Les chiffres le confirment. Les transactions de paiement mobile ont bondi à 12,5 millions au T1 2024, soit une augmentation de 71 % par rapport aux 7,6 millions du T1 2023, reflétant une adoption accélérée à travers le pays. En juin 2025, Algérie Poste a lancé BaridiPay, une fonctionnalité de paiement mobile par QR code intégrée à BaridiMob, signalant l’évolution de la plateforme d’un simple portefeuille mobile vers un écosystème de paiements plus large.
Le succès de BaridiMob a créé à la fois un référentiel et une ouverture. Il a prouvé que les Algériens utiliseront des outils financiers mobiles lorsqu’ils sont accessibles et liés à des comptes existants. Mais il a aussi exposé les limites d’un modèle à fournisseur unique. Le prochain défi est d’intégrer des services fintech tiers sur l’infrastructure de BaridiMob et le réseau CCP plus large, en créant un écosystème interopérable plutôt qu’un jardin clos.
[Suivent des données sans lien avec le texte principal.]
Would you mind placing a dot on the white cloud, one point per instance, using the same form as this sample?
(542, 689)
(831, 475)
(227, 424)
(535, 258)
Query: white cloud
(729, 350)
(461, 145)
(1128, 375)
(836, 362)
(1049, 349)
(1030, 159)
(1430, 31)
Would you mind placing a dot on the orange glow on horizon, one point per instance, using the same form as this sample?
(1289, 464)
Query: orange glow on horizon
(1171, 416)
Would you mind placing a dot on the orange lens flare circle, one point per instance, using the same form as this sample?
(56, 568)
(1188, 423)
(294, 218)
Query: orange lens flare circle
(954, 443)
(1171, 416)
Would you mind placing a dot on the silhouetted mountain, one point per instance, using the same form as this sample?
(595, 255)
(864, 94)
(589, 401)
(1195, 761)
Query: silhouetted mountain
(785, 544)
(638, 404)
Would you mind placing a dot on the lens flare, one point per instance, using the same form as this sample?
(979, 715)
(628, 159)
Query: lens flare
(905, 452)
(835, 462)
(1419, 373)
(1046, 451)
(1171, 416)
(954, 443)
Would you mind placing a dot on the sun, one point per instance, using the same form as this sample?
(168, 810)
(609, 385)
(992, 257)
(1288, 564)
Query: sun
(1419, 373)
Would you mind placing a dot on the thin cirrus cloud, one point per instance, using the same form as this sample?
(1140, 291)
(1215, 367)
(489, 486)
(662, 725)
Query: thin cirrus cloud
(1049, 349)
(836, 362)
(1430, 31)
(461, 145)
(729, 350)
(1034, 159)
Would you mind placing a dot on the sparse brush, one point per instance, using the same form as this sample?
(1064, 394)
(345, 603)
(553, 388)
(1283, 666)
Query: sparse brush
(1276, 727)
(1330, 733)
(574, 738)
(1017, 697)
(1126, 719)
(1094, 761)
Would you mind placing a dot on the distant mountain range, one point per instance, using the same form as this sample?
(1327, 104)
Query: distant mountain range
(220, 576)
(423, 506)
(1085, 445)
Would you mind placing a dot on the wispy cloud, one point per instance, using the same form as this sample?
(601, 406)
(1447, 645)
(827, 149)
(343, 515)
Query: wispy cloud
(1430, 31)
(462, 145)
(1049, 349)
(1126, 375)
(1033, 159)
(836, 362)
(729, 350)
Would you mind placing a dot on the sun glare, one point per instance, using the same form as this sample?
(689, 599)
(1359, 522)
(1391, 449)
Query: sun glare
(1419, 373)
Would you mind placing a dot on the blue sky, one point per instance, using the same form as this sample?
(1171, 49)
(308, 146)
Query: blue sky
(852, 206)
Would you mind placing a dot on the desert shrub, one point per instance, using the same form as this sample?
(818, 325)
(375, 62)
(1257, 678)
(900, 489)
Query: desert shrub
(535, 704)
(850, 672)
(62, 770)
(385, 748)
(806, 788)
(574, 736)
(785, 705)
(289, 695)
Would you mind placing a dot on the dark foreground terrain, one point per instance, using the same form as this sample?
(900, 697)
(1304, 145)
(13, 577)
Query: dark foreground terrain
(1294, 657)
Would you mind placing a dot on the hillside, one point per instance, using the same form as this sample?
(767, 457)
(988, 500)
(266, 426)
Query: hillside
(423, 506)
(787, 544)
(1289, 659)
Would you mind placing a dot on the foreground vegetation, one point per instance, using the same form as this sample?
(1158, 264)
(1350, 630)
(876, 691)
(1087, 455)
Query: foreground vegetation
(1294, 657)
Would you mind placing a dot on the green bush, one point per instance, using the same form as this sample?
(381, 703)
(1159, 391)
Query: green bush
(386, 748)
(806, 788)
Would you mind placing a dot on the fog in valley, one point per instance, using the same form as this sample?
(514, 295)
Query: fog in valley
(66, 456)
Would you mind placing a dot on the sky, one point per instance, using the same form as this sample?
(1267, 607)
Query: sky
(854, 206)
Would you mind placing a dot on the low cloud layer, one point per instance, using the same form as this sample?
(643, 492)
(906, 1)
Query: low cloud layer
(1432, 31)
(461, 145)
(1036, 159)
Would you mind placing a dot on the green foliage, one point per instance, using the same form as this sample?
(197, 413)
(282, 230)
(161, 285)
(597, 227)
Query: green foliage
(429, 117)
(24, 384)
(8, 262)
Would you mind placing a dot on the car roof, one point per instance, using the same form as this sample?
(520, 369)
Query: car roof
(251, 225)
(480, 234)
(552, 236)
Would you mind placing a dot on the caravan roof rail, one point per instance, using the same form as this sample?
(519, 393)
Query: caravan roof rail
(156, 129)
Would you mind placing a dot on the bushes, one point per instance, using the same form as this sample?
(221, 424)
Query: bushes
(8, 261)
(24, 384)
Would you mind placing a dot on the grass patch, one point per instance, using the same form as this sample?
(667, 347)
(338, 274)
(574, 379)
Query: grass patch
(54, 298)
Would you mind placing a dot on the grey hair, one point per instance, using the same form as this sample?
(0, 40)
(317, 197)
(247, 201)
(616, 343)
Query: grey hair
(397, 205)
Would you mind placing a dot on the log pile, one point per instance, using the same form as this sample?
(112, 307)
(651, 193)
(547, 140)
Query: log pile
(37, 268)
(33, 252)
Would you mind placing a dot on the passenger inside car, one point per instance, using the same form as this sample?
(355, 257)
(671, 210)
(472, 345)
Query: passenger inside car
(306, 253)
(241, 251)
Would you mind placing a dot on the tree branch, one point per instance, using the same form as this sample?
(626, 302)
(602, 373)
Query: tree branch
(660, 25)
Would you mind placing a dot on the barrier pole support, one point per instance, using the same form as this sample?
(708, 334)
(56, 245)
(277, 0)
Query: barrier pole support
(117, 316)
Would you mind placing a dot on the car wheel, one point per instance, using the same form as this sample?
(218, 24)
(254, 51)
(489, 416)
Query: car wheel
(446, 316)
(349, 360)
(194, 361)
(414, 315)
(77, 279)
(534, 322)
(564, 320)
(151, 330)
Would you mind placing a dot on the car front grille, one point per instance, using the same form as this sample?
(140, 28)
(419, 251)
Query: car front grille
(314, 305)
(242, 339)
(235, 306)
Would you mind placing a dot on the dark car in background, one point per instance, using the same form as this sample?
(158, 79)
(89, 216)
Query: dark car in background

GIE Monetique, l’organisme interbancaire de paiement électronique créé en juin 2014, est au cœur de cette intégration. Son mandat d’assurer l’interopérabilité entre les plateformes de paiement signifie que les portefeuilles construits par les startups et les solutions agréées par les banques doivent à terme se connecter aux mêmes rails nationaux. En 2024, GIE Monetique a fait progresser l’interopérabilité des paiements mobiles en désignant SATIM (Société d’Automatisation des Transactions Interbancaires et de Monétique) comme le switch national pour la gestion des flux de paiement mobile. SATIM a acquis une solution de paiement interbancaire — le « Switch Mobile » — grâce à un partenariat avec ProgressSoft et GEP Technology, et exploite désormais un réseau couvrant 19 membres (18 banques plus Algérie Poste), plus de 1 351 DAB et plus de 36 000 terminaux de paiement. Cette infrastructure pose les bases d’un système unifié où l’innovation des startups se branche directement sur les rails de paiement nationaux.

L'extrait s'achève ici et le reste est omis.